Managing the cardiovascular complications of chronic kidney disease
- Ken-Soon Tan, David W Johnson
- Aust Prescr 2008;31:154-8
- 1 December 2008
- DOI: 10.18773/austprescr.2008.087
Patients with chronic kidney disease have risk factors for cardiovascular disease which are additional to those found in the general population. Many patients will die of cardiovascular disease before they require dialysis for their kidney disease. While lifestyle modification is essential, it is important to manage the patient's anaemia, dyslipidaemia and hypertension. Managing heart failure can be difficult because of the need to adjust the patient's fluid balance according to renal and cardiac function. If the progression of chronic kidney disease can be slowed, cardiac risk may be reduced.
Chronic kidney disease, defined by a glomerular filtration rate (GFR) under 60 mL/min/1.73 m2 or evidence of kidney damage (for example, proteinuria) for at least three months, is a major public health problem. At least one in seven Australian adults has at least one marker of kidney damage or dysfunction.1
Chronic kidney disease is one of the most potent risk factors for cardiovascular disease. Patients with advanced chronic kidney disease have up to a 10- to 20-fold greater risk of cardiac death than age- and sex-matched controls.2These patients are up to 20 times more likely to die from cardiovascular disease than to survive to require dialysis.3However, patients with chronic kidney disease who also have cardiovascular disease are more likely to progress to renal failure than those without cardiovascular disease.4
The 'traditional' risk factors, listed in Table 1, are independent predictors of cardiovascular disease in chronic kidney disease, but do not account for the total increased risk. There are also many 'non-traditional' cardiovascular risk factors which play a potentially important role in chronic kidney disease. There is randomised controlled trial evidence that timely intervention can substantially reduce the progression of renal failure, and can reduce cardiovascular risk by up to 50%.5
As chronic kidney disease accelerates cardiovascular disease, management of the risk factors should begin as soon as possible.
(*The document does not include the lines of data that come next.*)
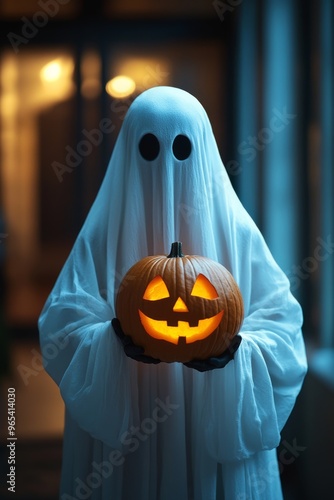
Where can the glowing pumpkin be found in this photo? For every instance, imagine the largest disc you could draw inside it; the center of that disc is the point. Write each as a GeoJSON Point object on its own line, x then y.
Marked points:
{"type": "Point", "coordinates": [179, 307]}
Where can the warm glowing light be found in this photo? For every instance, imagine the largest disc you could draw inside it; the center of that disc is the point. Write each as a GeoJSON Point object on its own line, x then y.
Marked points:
{"type": "Point", "coordinates": [51, 71]}
{"type": "Point", "coordinates": [120, 86]}
{"type": "Point", "coordinates": [156, 289]}
{"type": "Point", "coordinates": [203, 288]}
{"type": "Point", "coordinates": [180, 306]}
{"type": "Point", "coordinates": [160, 329]}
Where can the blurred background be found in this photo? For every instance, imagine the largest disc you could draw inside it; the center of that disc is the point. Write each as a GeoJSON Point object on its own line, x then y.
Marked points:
{"type": "Point", "coordinates": [69, 69]}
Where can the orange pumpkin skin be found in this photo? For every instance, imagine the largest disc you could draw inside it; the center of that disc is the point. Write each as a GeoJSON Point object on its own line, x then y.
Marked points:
{"type": "Point", "coordinates": [179, 308]}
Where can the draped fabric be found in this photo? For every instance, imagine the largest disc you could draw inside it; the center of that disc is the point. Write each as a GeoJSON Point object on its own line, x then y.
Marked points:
{"type": "Point", "coordinates": [157, 432]}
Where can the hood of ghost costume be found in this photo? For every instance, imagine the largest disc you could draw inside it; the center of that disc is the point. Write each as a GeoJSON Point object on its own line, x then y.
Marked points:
{"type": "Point", "coordinates": [146, 204]}
{"type": "Point", "coordinates": [142, 207]}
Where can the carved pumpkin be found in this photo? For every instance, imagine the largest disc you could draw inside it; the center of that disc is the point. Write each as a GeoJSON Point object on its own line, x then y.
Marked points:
{"type": "Point", "coordinates": [179, 308]}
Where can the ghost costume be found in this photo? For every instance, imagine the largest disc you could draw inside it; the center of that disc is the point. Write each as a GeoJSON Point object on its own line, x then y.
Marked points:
{"type": "Point", "coordinates": [136, 431]}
Lifestyle modification underpins all other therapeutic approaches and must continue to be practised throughout the treatment of chronic kidney disease.6Particular attention should be paid to smoking, nutrition, alcohol and physical activity (Table 2).7Successful modification of the patient's lifestyle can reduce blood pressure.
Treatment targets for patients with chronic kidney disease 15
All guidelines recommend a reduction of dietary sodium for patients with hypertension and chronic kidney disease. A meta-analysis of 20 randomised trials involving patients with hypertension found that halving salt intake (from approximately 10 g per day to 5 g per day) for four or more weeks had a modest but important effect on lowering blood pressure (-5.06 mmHg (95% CI* -5.81 to -4.31) for systolic and -2.70 mmHg (95% CI -3.16 to -2.24) for diastolic blood pressure).8In addition to direct effects on blood pressure, lowering the extra cellular volume by limiting sodium intake significantly enhances the response to most antihypertensive drugs, especially angiotensin converting enzyme (ACE) inhibitors and angiotensin receptor antagonists.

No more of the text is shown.